Kiron has a very close personal relationship – some might say too close – with the head of her nation’s football association, Kazi Salahuddin, and with a deal being put in place that he was unable to contest this election due to his chairmanship of the South Asian regional bloc they instead honed in on Kiron contesting the spot reserved for a female member.

Friends in high places.

It’s no secret that Salahuddin has close ties with the AFC President Sheikh Salman and in turn with his Kuwaiti backers, the kingpin of which, Sheikh Ahmad Al-Fahad Al-Sabah, has now thankfully stood down from his public roles.

Not clearly though his private ones, and with the rumour mill swirling that he was actually in Bahrain during the vote he and his people clearly did their work.

By his people, I mean the Olympic Council of Asia (OCA), a body that he heads and who hold enormous sway over the game in Asia.

Put simply, if you want to get elected at virtually any level, you have to deal with these shady types, in their shady rooms and quiet often put up with their shady attire.

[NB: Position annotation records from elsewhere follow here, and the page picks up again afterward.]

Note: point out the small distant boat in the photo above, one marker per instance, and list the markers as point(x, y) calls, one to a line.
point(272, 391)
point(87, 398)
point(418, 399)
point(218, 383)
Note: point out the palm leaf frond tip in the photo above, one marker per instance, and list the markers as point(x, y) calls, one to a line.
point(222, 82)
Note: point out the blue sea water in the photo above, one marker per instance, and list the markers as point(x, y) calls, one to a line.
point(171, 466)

The shame in all of this is that there are, despite all the obstacles, good people still involved in the AFC trying to do what they can, but their number is dwindling as the OCA influence tightens its grip on a region where their money and their influence speak volumes.

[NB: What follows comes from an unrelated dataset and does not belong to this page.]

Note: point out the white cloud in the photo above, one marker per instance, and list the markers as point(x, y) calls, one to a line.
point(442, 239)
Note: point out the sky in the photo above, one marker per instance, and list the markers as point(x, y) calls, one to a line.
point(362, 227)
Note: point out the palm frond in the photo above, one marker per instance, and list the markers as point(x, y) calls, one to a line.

At the same time that all these political ploys are being devised we have a body that doesn’t seem to be able to effectively discipline rogue clubs, players or officials and not even effectively promote their own flagship tournament, the Asian Champions League which has been mired in scandal ever since the AFC tried to sneak the defending champion, Jeonbuk Hyundai, into this year’s tournament despite it flouting their very own regulations.

What these rich men in their expensive rooms fail to grasp though is that this is the game of the people, a sport beloved by millions across Asia whose voice they are now entrusting to a political pawn – and that’s leaving aside some of the others who also sit on the FIFA Council from Asia.

What they also fail to grasp is that just as we’ve seen at FIFA there is now a huge collection of investigators, informants and journalists rising to say enough is enough.

Players, fans and sponsors are sick to death of rich businessman and royalty using our game as their plaything and the longer they brazenly continue to thumb their noses at those who the game belongs to the harder their fall – and that of the array of staff who protect them – will be when it comes.